Una historia verdadera

Tres años después de ‘Carretera perdida’, David Lynch presentaba en Cannes una nueva película, de pequeñísimo presupuesto (que fue comprada para su distribución por la Disney, nombre al que nunca hubiéramos unido con el director de ‘Corazón salvaje’, ¿no es cierto?) y basada en la historia real del ya por entonces fallecido Alvin Straight. De hecho, el título original de la película es ‘La historia de Straight’, pero una vez más los distribuidores españoles demuestran su escaso tino en el uso de los títulos, y nos dan ‘Una historia verdadera’, sosa y extraña elección para esta insólita “road-movie”, en la que un anciano de 73 años, conduciendo un cortacésped a lo largo de cuatrocientos kilómetros, acude, en el ocaso de su vida, a ver al hermano con el que no se habla desde una década.

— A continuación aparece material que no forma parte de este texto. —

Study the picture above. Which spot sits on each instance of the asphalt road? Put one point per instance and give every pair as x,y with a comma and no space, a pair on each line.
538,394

Excepcional obra maestra de David Lynch, probablemente el más bello y conmovedor relato por él dirigido, superando incluso a ‘El hombre elefante’ o por lo menos igual de grandioso que aquel inolvidable drama. Tras su tenebrosa trilogía formada por ‘Terciopelo azul’, ‘Corazón salvaje’ y ‘Carretera perdida’, Lynch nos da un respiro, regresando a la luz de sus primeras realizaciones, despojándose de toda retórica visual, entregándose con pasión a la historia de un hombre común embarcado en un indescriptible viaje físico, moral y espiritual.

Creo que los que aducen, con la falta de argumentos habitual, que esta película es una maravilla precisamente porque se aleja del estilo Lynch, o que simplemente no tiene nada que ver con su filmografía anterior, no han reflexionado lo suficiente, ni han prestado atención a la trayectoria del director oriundo de Montana. En mi opinión, ‘The Straight Story’ (abandonemos, por favor, el título español) es tan Lynch como cualquier otra de las suyas, está unida por los mismos elementos y la misma mirada, y el propio Alvin, en su testadurez, en su singularidad, no se aleja demasiado del Jeffrey de ‘Terciopelo azul’ o del Fred de ‘Carretera perdida’, seres extraviados, solitarios, que crean su propia realidad (como el propio Lynch) gracias a su imaginación y su coraje, perdiendo así el contacto con la falsa realidad que les rodea y que ha dejado de importarles.